The intensive intervention was stopped in February, 2008 when an increased risk (HR, 1.22) for mortality was reported; participants in that arm were transitioned to the standard glycaemic treatment (7). MIND evaluations continued according to the original protocol. Here we report the glycaemia result since this was the main intervention for which MIND was powered. Results for the other interventions will be reported elsewhere.

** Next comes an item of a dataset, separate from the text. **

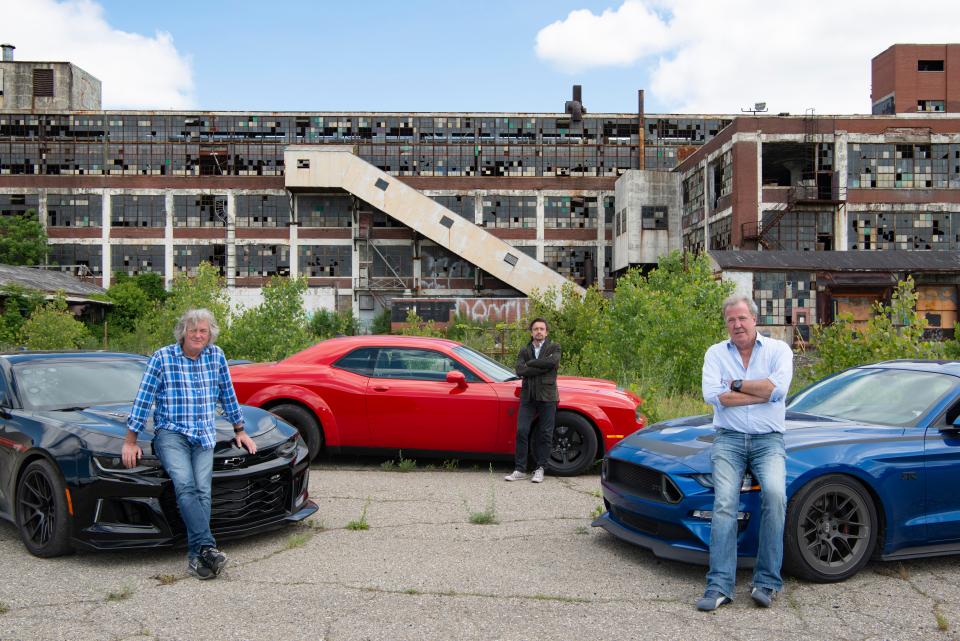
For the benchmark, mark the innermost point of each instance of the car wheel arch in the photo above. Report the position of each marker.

The National Heart Lung and Blood Institute (NHLBI) sponsored ACCORD and a NHLBI review panel and the institutional review board (IRB) or ethics committee at each participating centre approved the protocol. The National Institute on Aging in collaboration with NHLBI sponsored the MIND trial, which was approved by the IRB of all participating institutions (Appendix 1). Participants signed a separate informed consent for MIND.
The MIND study design has been described (5). All randomised ACCORD participants were eligible for MIND if they were recruited between August 21, 2003 (34 months after the start of ACCORD) and December 16, 2005 when the target sample size was reached. From this pool, we excluded participants aged <55 years and those in the Veteran’s Administration CCN because participants were projected to be mainly male and we wanted to retain the overall sex balance reflected in the other CCNs. This resulted in MIND eligibility of 54% (n=5575) of the whole ACCORD sample. These participants were drawn from 52 North American clinics in six of the seven CCN (see Appendix 1). Within MIND, a sub12 sample from four CCNs (28 clinics) participated in the MRI sub-study. A cognitive test battery was administered at baseline, 20 months and 40 months post-randomisation. Brain MRIs were acquired at baseline and at 40 months.
Eligible randomised participants were enrolled into MIND consecutively until the recruitment goal was reached. The cognitive battery tested for verbal memory, processing speed, and executive function, which are typically impaired in persons with T2D (9). Specific test selection, described in more detail elsewhere (5), took into consideration the context of testing in multiple clinic sites by trained and standardized lay clinic staff; clinic time and patient burden; as well as having been previously used in studies of cognition and diabetes (10). The primary cognitive outcome was the number of correctly completed cells on the 40-month Digit Symbol Substitution Test (DSST), an omnibus test of psychomotor speed that also requires reasoning and working memory (11). This test has a normal distribution in the age group of MIND participants, has been shown to change over time, is associated with diabetes and other cardio-vascular outcomes, and may be less sensitive to educational level (12). Secondary cognitive outcomes were memory measured with the Rey Auditory Verbal Learning Test (RAVLT) and executive function measured with the Stroop test (5). The widely-used Mini Mental State Examination of global cognitive function was administered to allow comparisons with other studies.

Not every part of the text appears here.